After families and educators pushed back against its proposed hybrid in-person/online model for the fall, the School District of Philadelphia announced classes will be held online through November.
Despite Florida Governor Ron DeSantis insisting that schools reopen, Miami-Dade County Public Schools will begin the year online. In-person classes will resume in October at the earliest.
Houston area school districts are either beginning the academic year entirely online or planning for hybrid in-person/remote classes. Houston public schools will hold the first six weeks of the academic year online before resuming in-person instruction.
Detroit public schools are offering parents a choice between in-person or remote learning.
The Dallas Independent School District has delayed the start of the academic year as it continues assessing whether it will have remote learning only, or provide in-person instruction with a remote learning option. Local public health officials are advising Dallas-Fort Worth area school districts that remote learning is the safest option.
Los Angeles public schools will begin the year entirely online.

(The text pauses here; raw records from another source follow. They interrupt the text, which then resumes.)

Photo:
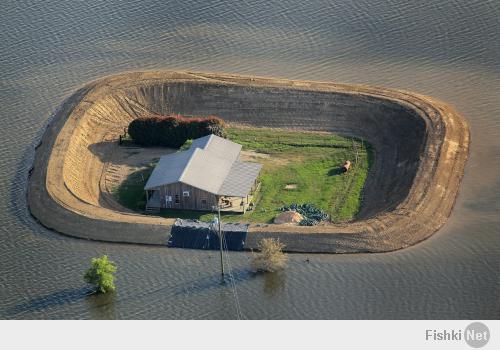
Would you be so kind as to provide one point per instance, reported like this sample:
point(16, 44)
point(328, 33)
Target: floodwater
point(447, 49)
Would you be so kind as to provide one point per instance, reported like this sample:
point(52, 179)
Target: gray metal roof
point(210, 164)
point(218, 145)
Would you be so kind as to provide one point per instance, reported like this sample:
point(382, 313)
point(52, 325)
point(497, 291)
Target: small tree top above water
point(100, 274)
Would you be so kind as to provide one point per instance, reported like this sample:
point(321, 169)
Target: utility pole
point(220, 237)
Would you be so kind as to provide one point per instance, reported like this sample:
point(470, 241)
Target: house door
point(168, 201)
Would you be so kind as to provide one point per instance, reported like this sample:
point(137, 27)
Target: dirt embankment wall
point(421, 146)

While remote learning is the safest option from a public health perspective, there is the clear and present reality that the digital divide is opening up what some are calling the “Covid slide.” This pandemic-induced learning loss hits low-income and, disproportionately, Black and Latino students particularly hard:
With the onset of the pandemic, some researchers have already begun warning of a “Covid slide” that could intensify learning loss for already underserved students...
Following this spring’s school shutdowns, low-income students might have had unreliable access to technology or been charged with caring for younger siblings at home, preventing them from participating fully or at all in online instruction. At the same time, more affluent families have been forming parenting pods and hiring private tutors for their children.
The cracks are growing. The gaps are widening. With all of the change seemingly in the air, things are only getting worse for those who were already worse off.
🎥 Judas and the Black Messiah
Judas and the Black Messiah is biopic about Illinois Black Panther Party Chairman Fred Hampton and the FBI informant, William O’Neal, whose intel about Hampton would be used for a raid that would end with the assassination of Hampton in 1969. Written and directed by Shaka King and produced by Ryan Coogler, the film will be released in theaters in 2021.
To me, the movie is, in a lot of ways, the capitalist in William O’Neal and the socialist in Fred Hampton… and the coward in William O’Neal and the revolutionary in Fred Hampton. I try to attach judgment to both of those ideologies but most people fall somewhere in between. You want to make a movie where the audience watches it and [walks] away questioning ‘Where do I fall between those two?’